Çağımızın insan türünün düşünsel beyin kapasitesi her geçen gün küçülmektedir. Yaşadığımız dünyada bilgiye ulaşmak çok kolay olmasına rağmen bilgiden, bilim üretmede sorun yaşamaya devam ediyoruz. Bireyin ve toplumun sosyalleşmesini sağlayan, sosyal donatı alanları günümüz şehirciliğinde küçültülüyor. Her birey bir cep telefonu veya bilgisayarla kendi yaşam alanını özelleştirdi. Toplumsal yapılar bu teknolojiler ile sürekli dizayn edilerek ilgi ve dikkatler ülke ve dünya sorunlarından kopartılarak gereksiz alanlara yoğunlaştırılıyor. Böyle olunca da aşırı tüketim çılgınlığı, hızlı nüfus artışı, çevre kirliliği, ekonomik ve sosyal kaoslar, adaletsizlik, gibi ülke ve dünya sorunlarına radikal çözümler üretilemiyor.

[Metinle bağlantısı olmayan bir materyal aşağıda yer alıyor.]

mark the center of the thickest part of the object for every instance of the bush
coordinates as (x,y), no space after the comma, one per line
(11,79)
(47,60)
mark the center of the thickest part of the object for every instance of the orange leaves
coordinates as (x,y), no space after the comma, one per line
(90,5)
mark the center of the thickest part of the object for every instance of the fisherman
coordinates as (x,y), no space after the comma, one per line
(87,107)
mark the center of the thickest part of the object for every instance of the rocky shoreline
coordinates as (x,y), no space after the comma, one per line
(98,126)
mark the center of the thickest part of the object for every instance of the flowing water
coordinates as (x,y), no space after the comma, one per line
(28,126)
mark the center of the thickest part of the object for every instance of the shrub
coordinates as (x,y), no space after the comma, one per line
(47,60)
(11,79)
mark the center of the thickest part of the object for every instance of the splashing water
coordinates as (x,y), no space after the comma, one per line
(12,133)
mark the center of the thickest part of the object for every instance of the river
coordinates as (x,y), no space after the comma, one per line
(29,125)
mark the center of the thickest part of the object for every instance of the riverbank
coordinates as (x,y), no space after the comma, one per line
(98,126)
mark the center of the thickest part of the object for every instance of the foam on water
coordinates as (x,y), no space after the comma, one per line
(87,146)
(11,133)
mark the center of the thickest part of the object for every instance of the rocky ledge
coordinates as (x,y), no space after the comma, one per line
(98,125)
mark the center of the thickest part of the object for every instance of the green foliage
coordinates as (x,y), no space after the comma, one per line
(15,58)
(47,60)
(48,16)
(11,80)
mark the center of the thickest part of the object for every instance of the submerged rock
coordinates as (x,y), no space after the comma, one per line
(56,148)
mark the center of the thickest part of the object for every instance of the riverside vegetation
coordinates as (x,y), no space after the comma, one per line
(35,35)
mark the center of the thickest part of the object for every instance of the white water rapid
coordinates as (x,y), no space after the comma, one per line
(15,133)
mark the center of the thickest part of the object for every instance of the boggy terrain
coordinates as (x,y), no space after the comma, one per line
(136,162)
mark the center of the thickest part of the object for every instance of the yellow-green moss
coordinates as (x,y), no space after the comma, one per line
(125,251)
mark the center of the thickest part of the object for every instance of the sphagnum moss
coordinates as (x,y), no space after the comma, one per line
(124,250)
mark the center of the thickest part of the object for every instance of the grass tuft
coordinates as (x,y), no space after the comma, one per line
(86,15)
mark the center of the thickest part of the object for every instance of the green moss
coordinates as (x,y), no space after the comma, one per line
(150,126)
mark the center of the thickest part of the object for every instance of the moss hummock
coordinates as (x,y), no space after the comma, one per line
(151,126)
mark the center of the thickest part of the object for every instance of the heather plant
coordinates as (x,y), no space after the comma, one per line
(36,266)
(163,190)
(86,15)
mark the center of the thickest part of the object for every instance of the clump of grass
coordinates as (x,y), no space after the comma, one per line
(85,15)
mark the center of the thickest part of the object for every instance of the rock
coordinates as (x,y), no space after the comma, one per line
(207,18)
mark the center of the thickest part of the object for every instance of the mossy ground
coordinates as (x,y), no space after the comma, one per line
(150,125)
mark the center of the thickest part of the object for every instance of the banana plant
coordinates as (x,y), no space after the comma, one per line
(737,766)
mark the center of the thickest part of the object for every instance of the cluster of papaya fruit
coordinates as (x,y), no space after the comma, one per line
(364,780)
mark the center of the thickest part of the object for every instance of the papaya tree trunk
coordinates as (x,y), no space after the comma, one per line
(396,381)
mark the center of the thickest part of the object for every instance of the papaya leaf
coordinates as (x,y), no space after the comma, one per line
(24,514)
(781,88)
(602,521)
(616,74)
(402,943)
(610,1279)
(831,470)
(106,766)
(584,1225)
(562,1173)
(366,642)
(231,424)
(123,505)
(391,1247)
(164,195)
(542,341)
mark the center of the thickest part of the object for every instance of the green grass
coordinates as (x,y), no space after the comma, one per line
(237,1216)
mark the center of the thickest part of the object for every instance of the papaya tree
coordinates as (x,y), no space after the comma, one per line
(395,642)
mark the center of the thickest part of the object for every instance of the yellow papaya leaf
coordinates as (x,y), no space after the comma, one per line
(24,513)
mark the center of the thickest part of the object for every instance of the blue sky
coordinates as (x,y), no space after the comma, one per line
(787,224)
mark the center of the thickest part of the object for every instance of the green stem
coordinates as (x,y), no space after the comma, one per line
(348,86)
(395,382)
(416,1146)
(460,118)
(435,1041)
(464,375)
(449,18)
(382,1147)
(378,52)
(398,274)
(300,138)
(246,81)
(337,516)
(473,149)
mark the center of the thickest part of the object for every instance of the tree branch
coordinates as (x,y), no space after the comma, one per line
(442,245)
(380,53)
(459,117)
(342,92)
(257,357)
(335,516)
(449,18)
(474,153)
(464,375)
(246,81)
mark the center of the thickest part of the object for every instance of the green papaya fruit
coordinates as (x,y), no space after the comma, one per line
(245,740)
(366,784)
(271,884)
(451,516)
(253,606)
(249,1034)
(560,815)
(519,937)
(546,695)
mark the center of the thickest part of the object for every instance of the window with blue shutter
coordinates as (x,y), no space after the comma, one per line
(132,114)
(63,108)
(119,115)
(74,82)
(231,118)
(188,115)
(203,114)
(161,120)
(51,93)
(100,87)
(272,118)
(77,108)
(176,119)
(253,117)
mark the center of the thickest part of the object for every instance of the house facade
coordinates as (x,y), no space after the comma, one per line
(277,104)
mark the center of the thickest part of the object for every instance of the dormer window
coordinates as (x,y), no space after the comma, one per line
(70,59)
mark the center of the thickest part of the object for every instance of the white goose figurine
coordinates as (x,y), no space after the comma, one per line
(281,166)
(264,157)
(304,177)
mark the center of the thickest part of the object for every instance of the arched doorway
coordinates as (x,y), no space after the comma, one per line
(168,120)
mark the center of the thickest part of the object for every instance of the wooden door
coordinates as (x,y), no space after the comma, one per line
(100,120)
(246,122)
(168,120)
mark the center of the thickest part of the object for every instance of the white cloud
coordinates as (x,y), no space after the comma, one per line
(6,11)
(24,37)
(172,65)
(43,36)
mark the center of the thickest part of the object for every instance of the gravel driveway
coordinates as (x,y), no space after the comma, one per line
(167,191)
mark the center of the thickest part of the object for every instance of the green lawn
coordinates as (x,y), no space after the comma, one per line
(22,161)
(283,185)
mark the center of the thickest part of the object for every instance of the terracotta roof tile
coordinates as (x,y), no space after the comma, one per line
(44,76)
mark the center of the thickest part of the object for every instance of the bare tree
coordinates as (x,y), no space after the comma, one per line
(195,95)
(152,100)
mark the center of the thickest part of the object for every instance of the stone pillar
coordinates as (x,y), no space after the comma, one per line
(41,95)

Dünyanın bir ucu aşırı tüketim sonucu, çöp yığını ve toksit deposu haline gelirken, diğer bir ucunda, açlık ve sefalet hüküm sürüyor. Sadece sorunlar bunlarla da sınırlı değil. Karbondioksit ve diğer bir sürü zehirli gazın atmosfere salınımı, zirai ilaçlar derken, ne yediğimiz gıdaların, nede soluduğumuz havanın kötüleşmesine karşı, insan olarak umursamazlığımız devam ediyor. Bütün bu gerçekler doğrultusunda gerekli önlemlerin alınmaması acaba insan oğlunun kendisini yok edebilecek bir cehalet boyutuna eriştiğinin bir göstergesidir sorusunu akla getiriyor. Bilimsel kaynaklardan edinilen bilgilere göre, dünyanın önemli oksijen kaynaklarından, Amazon Ormanları 2030 kadar % 55’ini kaybetme tehlikesi ile karşı karşıya kalırken, 21’inci yüzyılın sonlarına doğru dünyadaki canlı türünün % 50’sinin yok olacağı tahmin edilmektedir. Dünyanın % 70’ini kaplayan oksijenin % 80’nini sağlayan deniz ve okyanusların, asit ve kirlenmesi, oksijenimizin azalmasına neden oluyor. Bir litre petrol çıkartmak için 2.5 litre su israf edilirken, 2016 yılı itibariyle dünyada hava kirliliğinden yılda 7 milyon kişi ölürken, 2050 yılından sonra bu rakamın ikiye katlanması bekleniyor. Gelecek 100 yıl içerisinde dünyanın ortalama sıcaklığının 7 derece artacağı bekleniyor. Bu durum böyle devam ederse, insanlığın sonunu, insanlığın doğa ve çevreye karşı yeteri kadar duyarlı olmaması getirecektir. Prof. Steven Hawkin’in dediği gibi türünü devam ettirebilmek için insanlar yaşayabilecekleri başka bir gezegen bulmak zorunda kalacaklar. Oda bu gün için pek mümkün gözükmüyor.